Au ministère des Solidarités et de la Santé, on est conscient du problème : des équipes planchent sur comment prévenir les difficultés maternelles et soutenir les débuts de la parentalité. Notre société s’ouvre doucement au concept de matrescence : de même qu’un enfant passe par l’adolescence pour devenir adulte, une femme ne devient pas mère dès l’instant où elle se retrouve avec un bébé. Acquérir cette identité est le fruit d’un processus. Le corps a besoin de temps pour se remettre du choc de l’accouchement et des changements inouïs qu’il vient de traverser. Émotionnellement, l’arrivée d’un enfant ravive parfois des peurs ou des blocages, et exacerbe les problèmes latents : héritages familiaux, mémoires enfouies, difficultés avec son partenaire… Confrontées aux difficultés des premiers mois, éreintées ou déstabilisées par ce qu’elles sont en train de vivre, de jeunes mères sombrent dans l’épuisement ou dans la dépression.

Devenir parent est une révolution qui nous oblige à nous interroger sur nos besoins, nos attentes, nos valeurs et nos limites, ainsi que sur notre capacité à les exprimer. Pour Post-Partum, j’ai interrogé des femmes sur le début de leur maternité. Sidérée, j’ai découvert que toutes avait une histoire à partager. Toutes, quand elles se sont mises à parler, même quinze ou vingt ans après la naissance de leur enfant, ont vu l’émotion ressurgir : elle était là, intacte, comme un secret qu’on peut enfin livrer, une parole qu’on peut enfin libérer.

Mon livre se nomme Post-Partum, mais il aurait pu s’appeler Prendre soin. Car en filigrane, là est la question : comment prenons-nous soin ? Notre système de santé accompagne la maternité physiologiquement, mais quid de ce qui se joue émotionnellement et psychologiquement, dans la profondeur de l’être ? Prendre soin, ce n’est pas traiter ni guérir.
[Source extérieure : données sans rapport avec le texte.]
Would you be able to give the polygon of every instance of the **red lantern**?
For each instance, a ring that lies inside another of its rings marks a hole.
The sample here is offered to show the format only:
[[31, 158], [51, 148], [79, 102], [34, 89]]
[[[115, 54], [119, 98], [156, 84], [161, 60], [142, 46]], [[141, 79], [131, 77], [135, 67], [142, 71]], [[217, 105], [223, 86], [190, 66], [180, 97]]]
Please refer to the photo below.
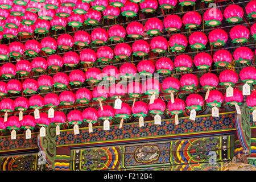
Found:
[[178, 71], [191, 71], [193, 60], [188, 55], [180, 55], [174, 59], [174, 66]]
[[92, 92], [88, 89], [81, 88], [76, 92], [76, 102], [79, 104], [87, 104], [92, 98]]
[[162, 53], [166, 52], [168, 48], [168, 41], [162, 36], [156, 36], [150, 42], [150, 47], [153, 52]]
[[247, 47], [237, 48], [234, 51], [233, 55], [236, 61], [241, 64], [249, 64], [254, 57], [251, 49]]
[[148, 43], [144, 40], [136, 40], [131, 46], [133, 50], [133, 55], [135, 56], [142, 57], [147, 55], [150, 47]]
[[120, 43], [115, 46], [114, 48], [115, 57], [120, 59], [126, 59], [131, 54], [131, 47], [126, 43]]
[[73, 70], [70, 72], [69, 77], [71, 85], [82, 85], [85, 81], [85, 75], [79, 69]]
[[16, 72], [21, 76], [27, 76], [31, 69], [31, 64], [27, 60], [20, 60], [16, 63]]
[[46, 53], [54, 53], [57, 49], [57, 42], [52, 38], [48, 36], [41, 40], [42, 49]]
[[97, 59], [97, 54], [90, 49], [82, 49], [80, 56], [81, 64], [93, 64]]
[[184, 52], [188, 46], [187, 38], [183, 34], [174, 34], [170, 37], [169, 44], [172, 52]]
[[69, 78], [68, 76], [64, 73], [57, 73], [53, 77], [54, 86], [65, 89], [69, 84]]
[[69, 34], [61, 34], [57, 39], [58, 48], [61, 50], [69, 50], [74, 45], [74, 39]]
[[64, 61], [60, 56], [53, 55], [47, 57], [47, 64], [49, 69], [59, 70], [63, 66]]
[[160, 32], [163, 31], [163, 24], [158, 18], [151, 18], [146, 22], [144, 27], [147, 34], [150, 36], [157, 35], [160, 34]]
[[189, 11], [182, 17], [183, 24], [186, 28], [196, 28], [200, 26], [202, 18], [199, 13], [196, 11]]
[[244, 43], [247, 42], [250, 31], [245, 26], [236, 25], [231, 28], [229, 35], [233, 43]]
[[76, 45], [81, 47], [89, 46], [91, 41], [90, 36], [85, 31], [78, 31], [74, 34], [74, 41]]
[[19, 93], [22, 89], [21, 82], [17, 80], [11, 80], [7, 84], [9, 93], [17, 94]]
[[198, 78], [196, 75], [193, 74], [185, 74], [180, 80], [182, 89], [186, 91], [193, 91], [198, 86]]
[[43, 72], [47, 68], [47, 62], [44, 58], [37, 57], [31, 63], [32, 70], [34, 72]]
[[142, 37], [144, 33], [144, 27], [138, 22], [133, 22], [128, 24], [126, 27], [127, 36], [134, 39]]
[[182, 26], [182, 20], [178, 15], [168, 15], [164, 18], [163, 24], [167, 31], [177, 31]]
[[174, 63], [168, 57], [162, 57], [155, 63], [155, 67], [158, 73], [170, 74], [174, 69]]
[[243, 16], [243, 9], [237, 5], [230, 5], [224, 10], [224, 16], [229, 23], [239, 23]]
[[209, 26], [215, 27], [221, 24], [223, 15], [218, 9], [209, 8], [204, 13], [204, 20]]
[[208, 38], [210, 45], [213, 45], [214, 47], [216, 47], [224, 46], [229, 36], [228, 34], [222, 29], [216, 28], [209, 33]]
[[125, 28], [118, 24], [112, 26], [108, 31], [108, 34], [109, 39], [114, 42], [123, 42], [126, 34]]
[[49, 75], [41, 75], [38, 79], [39, 89], [49, 90], [51, 89], [53, 85], [53, 80]]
C’est être là, inconditionnellement, et accueillir ce qui se présente, heureux ou douloureux. Prendre soin de l’enfant, de la mère, du père, de ce qui se joue pour eux. Des espaces et du temps dont ils ont besoin pour récupérer et construire cette nouvelle relation et cette nouvelle identité. Prendre soin : quand on devient mère, cela veut-il dire s’oublier ? Prendre soin de soi, n’est-ce pas aussi oser avouer ses difficultés et demander de l’aide ? Prendre soin de nos proches, n’est-ce pas leur apporter le soutien dont ils ont besoin, même s’ils peinent à l’exprimer ?

Alors parlons-en. Parlons de post-partum, parlons de couches, d’hémorroïdes, de cicatrices, de nuits blanches, de seins qui giclent, de douleurs à pleurer, d’injonctions, de solitude, de larmes, d’extase, de sexe, de vulnérabilité… et surtout, surtout, parlons d’amour. Celui que chaque parent transmet, autant qu’il peut, à son enfant. Celui qu’on aimerait recevoir, aussi, tout autant qu’on en donne. Car nous ne sommes pas faits pour porter ça tout seuls. Parlons pour que l’information circule. Pour que les prochaines générations de parents soient mieux préparées et mieux soutenues. Pour que chaque maman sache qu’elle n’est pas seule, et que ce n’est pas « elle » le problème – car aussi déstabilisante que soit son expérience, elle est universelle. Pour que les proches, les soignants, le corps social et politique se mobilisent. Pour que, avec l’enfant, au fond, naisse l’art de la relation, de l’écoute et de la bienveillance.